To say the passage of time was impossible to keep track of for him was entirely accurate. He had no idea how long it took for the nanites to deconstruct half his liver, but it felt like an eternity. Though once they did, he managed to push his power to new heights. At long last, his control and precision were at a level he couldn't have imagined before.
It wasn't enough.
Directing the black substance invading his body? That could be done; he felt the collective—for that was its true nature—respond to his probes. The tiny parts moved when he focused his entire being on willing signals into them, redefining their set course by flashing a bunch of different things until they responded to something. And they did. It simply wouldn't stick. Whenever he got a portion of them to stay away from his vital organs, they would come back a moment later.
He needed to narrow the color focus down even more. The shades of his metaphysical grasp reached out to the myriad of miniscule, meticulously crafted machines. Still too many. His power just encompassed multiple nanites simultaneously despite his intent due to a lack of finesse. While he could sense them, as long as he wasn't able to separate them manually one by one, it was pointless. They spurred each other into action, somehow. Driven by some artificial instinct that told them to take him apart, slowly and painfully.
There wasn't time to dwell on it any more than that. Either he succeeded at evolving his ability or he died. And with each failed attempt, the latter started to seem more likely. He started getting desperate, aware of the blood rising from his windpipe into his mouth. He hadn’t taken a breath in who knew how long. His lungs were incurring increasing amounts of damage after every attack.
They were inexorable, these things. Soon enough it became a rhythm of sorts. He couldn't keep up the defense, because with each wave, his body got closer to death. He'd managed to keep them out of his brain, but that was hardly an advantage when the poison inside him was working its way through there!
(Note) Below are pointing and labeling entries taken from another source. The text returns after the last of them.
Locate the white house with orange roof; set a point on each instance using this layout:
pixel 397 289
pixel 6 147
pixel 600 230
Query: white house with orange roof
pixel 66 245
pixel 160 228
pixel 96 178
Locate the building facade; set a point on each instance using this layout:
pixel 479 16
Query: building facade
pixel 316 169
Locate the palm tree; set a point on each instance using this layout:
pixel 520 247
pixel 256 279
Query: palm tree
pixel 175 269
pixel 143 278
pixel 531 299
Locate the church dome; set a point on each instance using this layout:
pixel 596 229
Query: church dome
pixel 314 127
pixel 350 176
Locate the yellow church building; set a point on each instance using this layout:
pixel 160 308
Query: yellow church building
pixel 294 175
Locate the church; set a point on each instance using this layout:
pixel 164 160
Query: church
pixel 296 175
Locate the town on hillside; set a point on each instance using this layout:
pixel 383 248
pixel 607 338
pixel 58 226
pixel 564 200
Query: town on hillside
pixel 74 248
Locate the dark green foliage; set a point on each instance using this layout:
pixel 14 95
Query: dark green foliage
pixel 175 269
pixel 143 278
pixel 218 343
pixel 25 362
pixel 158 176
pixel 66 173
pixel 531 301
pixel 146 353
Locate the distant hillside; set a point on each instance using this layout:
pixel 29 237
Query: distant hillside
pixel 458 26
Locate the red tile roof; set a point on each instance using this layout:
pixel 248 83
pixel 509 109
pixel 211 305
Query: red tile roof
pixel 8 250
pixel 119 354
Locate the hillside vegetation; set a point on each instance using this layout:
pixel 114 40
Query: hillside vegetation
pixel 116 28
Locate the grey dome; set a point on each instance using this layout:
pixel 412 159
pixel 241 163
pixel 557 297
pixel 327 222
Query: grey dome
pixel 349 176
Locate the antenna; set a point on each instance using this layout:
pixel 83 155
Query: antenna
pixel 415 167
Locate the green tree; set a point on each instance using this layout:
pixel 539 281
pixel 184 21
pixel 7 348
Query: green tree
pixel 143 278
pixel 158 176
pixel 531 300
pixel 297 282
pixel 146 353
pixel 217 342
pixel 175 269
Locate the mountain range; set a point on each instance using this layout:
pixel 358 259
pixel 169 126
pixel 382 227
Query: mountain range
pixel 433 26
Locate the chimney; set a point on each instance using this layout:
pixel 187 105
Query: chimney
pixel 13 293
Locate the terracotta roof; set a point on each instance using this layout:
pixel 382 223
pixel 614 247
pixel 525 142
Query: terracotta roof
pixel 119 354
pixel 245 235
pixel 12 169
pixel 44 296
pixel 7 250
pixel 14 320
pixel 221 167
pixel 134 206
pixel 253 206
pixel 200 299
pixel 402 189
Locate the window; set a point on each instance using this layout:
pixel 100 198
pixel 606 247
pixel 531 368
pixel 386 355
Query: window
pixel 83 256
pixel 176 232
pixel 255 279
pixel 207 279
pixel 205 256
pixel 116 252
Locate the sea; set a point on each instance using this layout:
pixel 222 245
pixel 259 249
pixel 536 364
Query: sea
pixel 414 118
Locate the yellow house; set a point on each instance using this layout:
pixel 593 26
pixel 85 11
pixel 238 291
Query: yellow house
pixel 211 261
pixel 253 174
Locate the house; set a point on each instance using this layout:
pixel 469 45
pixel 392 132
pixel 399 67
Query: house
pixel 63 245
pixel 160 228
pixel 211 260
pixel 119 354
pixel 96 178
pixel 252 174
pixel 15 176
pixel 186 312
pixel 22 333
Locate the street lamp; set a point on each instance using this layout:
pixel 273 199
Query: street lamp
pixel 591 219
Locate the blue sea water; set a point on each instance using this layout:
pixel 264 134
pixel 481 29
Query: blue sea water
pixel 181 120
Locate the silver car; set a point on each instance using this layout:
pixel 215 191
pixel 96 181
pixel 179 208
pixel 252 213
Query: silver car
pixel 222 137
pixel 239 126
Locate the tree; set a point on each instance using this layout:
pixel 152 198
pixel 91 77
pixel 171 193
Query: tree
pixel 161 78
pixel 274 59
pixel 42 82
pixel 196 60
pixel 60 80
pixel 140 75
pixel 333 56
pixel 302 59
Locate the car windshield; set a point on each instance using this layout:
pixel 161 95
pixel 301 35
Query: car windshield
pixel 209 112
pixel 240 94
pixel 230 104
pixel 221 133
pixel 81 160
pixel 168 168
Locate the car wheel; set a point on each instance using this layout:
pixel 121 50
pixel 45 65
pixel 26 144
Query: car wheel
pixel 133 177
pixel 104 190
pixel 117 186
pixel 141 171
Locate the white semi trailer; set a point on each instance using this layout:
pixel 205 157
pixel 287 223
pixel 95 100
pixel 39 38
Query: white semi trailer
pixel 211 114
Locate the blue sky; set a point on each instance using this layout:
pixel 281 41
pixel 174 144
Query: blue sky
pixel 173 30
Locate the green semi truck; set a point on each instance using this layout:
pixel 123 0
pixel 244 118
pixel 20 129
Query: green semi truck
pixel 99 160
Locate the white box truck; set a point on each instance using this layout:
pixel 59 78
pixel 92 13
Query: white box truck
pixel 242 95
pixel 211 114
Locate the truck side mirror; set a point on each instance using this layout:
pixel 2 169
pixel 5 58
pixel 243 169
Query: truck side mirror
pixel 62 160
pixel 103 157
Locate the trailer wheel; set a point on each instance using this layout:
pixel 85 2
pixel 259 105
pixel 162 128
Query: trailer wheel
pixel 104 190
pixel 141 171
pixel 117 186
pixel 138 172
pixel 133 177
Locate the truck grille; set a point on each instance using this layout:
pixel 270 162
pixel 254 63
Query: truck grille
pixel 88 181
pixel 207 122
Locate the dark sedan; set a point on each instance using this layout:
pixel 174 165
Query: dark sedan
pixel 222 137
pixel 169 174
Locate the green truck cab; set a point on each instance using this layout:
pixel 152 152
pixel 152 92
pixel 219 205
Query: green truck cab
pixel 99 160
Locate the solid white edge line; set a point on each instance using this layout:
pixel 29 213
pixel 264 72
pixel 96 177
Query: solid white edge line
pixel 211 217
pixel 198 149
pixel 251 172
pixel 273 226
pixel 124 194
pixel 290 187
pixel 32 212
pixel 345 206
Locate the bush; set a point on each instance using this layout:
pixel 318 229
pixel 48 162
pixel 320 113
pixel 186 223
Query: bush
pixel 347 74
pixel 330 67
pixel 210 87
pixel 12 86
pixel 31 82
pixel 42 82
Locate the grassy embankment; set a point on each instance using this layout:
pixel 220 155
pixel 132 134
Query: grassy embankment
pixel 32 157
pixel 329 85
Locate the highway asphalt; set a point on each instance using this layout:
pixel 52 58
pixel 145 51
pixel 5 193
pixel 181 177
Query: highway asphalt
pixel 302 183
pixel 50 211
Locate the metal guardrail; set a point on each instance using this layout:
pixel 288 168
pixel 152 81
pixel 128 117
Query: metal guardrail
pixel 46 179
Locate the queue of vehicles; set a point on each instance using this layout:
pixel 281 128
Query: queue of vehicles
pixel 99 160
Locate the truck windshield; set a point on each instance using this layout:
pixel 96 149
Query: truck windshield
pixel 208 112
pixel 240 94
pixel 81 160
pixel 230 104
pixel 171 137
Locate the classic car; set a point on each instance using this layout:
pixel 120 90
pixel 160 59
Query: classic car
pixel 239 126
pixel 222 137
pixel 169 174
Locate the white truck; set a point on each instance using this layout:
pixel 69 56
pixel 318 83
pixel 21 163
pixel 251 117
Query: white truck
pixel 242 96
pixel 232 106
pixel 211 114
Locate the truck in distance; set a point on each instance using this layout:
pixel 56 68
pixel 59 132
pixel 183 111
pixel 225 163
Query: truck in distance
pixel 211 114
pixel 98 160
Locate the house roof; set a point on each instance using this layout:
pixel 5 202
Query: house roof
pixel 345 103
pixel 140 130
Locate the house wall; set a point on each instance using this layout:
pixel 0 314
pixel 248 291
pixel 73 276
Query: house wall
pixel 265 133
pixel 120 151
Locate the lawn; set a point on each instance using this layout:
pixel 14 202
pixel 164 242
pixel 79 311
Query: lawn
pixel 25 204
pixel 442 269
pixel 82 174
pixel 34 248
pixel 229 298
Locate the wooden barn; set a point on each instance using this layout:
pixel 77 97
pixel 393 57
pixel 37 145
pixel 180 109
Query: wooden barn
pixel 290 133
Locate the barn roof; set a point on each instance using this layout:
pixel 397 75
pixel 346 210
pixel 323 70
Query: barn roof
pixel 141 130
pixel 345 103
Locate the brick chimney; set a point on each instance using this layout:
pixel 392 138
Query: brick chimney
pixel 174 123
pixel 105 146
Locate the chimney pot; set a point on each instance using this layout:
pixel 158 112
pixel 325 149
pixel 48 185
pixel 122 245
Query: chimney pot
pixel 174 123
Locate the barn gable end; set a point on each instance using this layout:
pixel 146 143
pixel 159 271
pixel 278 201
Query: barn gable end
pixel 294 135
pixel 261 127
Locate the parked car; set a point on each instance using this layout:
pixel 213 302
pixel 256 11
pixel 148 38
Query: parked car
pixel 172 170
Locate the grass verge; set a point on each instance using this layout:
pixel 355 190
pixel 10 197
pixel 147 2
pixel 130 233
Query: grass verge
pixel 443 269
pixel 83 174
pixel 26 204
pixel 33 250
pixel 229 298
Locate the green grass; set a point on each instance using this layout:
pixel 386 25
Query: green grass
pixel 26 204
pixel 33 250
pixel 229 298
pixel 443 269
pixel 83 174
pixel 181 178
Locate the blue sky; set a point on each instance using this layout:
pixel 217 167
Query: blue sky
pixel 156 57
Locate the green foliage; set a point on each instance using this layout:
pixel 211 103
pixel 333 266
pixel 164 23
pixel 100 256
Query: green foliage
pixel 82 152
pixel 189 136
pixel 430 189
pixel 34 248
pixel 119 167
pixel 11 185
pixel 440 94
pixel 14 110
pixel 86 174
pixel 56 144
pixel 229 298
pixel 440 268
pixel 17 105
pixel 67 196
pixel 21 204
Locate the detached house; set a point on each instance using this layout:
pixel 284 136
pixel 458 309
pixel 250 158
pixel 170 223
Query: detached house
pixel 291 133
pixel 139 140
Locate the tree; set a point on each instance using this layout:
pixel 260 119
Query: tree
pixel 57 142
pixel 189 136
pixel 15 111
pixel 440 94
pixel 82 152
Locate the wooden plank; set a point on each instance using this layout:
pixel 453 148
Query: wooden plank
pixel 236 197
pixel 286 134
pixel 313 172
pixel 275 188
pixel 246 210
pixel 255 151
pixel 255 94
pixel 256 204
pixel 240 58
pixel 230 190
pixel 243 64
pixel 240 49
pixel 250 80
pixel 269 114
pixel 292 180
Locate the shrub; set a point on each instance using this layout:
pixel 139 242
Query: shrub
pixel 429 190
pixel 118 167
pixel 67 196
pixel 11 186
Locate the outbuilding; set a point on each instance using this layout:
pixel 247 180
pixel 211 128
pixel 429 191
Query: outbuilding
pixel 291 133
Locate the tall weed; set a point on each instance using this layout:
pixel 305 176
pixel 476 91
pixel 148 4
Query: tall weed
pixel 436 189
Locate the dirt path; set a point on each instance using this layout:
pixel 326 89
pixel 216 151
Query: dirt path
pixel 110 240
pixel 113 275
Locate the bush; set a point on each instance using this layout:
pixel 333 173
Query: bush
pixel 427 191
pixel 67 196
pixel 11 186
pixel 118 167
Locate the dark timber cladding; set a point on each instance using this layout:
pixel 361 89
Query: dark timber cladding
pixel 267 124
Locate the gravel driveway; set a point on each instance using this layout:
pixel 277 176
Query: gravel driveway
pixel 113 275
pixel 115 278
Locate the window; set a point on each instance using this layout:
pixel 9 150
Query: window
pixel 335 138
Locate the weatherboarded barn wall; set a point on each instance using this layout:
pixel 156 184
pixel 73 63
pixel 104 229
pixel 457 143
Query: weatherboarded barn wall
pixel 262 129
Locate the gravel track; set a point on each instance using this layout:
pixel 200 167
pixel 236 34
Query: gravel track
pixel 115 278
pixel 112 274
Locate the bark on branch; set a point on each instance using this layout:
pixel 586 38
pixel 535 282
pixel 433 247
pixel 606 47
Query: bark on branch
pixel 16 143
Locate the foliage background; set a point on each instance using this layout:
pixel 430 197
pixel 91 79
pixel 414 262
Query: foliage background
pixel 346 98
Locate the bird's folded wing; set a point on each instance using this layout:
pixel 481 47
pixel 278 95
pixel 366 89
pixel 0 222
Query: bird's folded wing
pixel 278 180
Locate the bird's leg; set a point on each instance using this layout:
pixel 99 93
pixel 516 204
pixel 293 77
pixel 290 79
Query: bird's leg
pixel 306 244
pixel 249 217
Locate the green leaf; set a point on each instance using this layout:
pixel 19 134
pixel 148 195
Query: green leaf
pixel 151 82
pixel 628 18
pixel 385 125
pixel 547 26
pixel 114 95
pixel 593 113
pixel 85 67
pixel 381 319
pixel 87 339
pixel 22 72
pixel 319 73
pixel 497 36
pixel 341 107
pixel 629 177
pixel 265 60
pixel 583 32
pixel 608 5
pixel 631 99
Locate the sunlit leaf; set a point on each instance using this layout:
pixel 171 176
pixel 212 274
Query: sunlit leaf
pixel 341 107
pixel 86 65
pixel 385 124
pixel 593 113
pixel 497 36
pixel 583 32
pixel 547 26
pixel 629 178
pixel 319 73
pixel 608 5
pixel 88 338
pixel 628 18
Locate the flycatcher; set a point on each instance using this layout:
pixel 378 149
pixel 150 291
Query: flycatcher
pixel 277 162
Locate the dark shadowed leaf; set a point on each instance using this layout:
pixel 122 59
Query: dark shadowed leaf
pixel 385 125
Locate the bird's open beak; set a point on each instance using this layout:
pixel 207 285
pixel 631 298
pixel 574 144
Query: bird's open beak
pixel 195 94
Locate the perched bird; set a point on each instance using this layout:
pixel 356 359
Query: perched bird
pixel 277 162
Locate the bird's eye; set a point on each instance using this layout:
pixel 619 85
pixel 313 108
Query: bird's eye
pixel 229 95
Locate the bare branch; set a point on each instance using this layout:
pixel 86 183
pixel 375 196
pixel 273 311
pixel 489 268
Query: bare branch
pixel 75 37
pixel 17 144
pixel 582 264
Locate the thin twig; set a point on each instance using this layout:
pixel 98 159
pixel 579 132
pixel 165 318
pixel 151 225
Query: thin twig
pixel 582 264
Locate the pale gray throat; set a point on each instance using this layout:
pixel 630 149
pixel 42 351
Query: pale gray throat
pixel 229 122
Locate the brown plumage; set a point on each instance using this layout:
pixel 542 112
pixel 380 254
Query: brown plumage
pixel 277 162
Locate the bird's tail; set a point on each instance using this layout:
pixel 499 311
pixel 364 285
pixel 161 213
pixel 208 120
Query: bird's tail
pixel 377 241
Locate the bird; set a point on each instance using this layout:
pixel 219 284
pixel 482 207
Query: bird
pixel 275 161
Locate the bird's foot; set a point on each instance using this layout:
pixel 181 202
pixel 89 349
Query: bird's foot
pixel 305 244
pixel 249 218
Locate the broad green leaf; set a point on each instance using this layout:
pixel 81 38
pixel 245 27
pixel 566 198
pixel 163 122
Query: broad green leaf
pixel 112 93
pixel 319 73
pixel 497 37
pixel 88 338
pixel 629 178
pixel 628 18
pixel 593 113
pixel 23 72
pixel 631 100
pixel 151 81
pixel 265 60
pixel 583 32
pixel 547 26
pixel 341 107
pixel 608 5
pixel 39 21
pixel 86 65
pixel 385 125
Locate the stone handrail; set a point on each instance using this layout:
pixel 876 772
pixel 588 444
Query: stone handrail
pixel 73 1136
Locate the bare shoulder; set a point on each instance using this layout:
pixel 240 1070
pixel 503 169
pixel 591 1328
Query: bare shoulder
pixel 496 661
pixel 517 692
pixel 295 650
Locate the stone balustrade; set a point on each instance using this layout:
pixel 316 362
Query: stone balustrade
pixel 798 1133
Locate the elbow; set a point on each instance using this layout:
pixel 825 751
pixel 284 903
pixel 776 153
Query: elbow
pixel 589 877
His vision was going dark, black spots encroaching on the view of his broken visor. Good thing he wasn’t relying on his eyes in the first place. It was a distraction in every sense, but the indicator of his plummeting oxygen levels forced him to do something. He couldn’t win without more air but he couldn’t move or breathe.
When the nanites launched their offense this time, he let them, putting all his focus on baiting them towards a nerve cluster in his chest to cause as much pain as possible. And his plan was successful: he coughed.
Blood splattered against the inside of his mask, dribbling all over his face, but he paid it no mind. He drew a rattling breath that sucked in as much crimson liquid as it did air, but he suppressed the urge to cough again so as not to break his focus. It was a small reprieve, yet also the extra window he needed.
Doing it all in one go wasn’t possible, he had found. The discrepancy between where his power was and what he required from it was stark, a gap that couldn't be bridged with a single push. He needed to hone his chromatic touch, an endeavor which would take multiple passes to get right and consolidate his willpower in bursts.
So he started. He concentrated on pressing his power together as hard as possible, and then some. Beyond maximal strength. Smaller and smaller it went, until it stopped. That was the sign.
Pause.
Regather.
Continue.
The new method made progress, and he was close to the finish line. He had far surpassed the scale of a regular microscope by now. He was getting there. He could do this.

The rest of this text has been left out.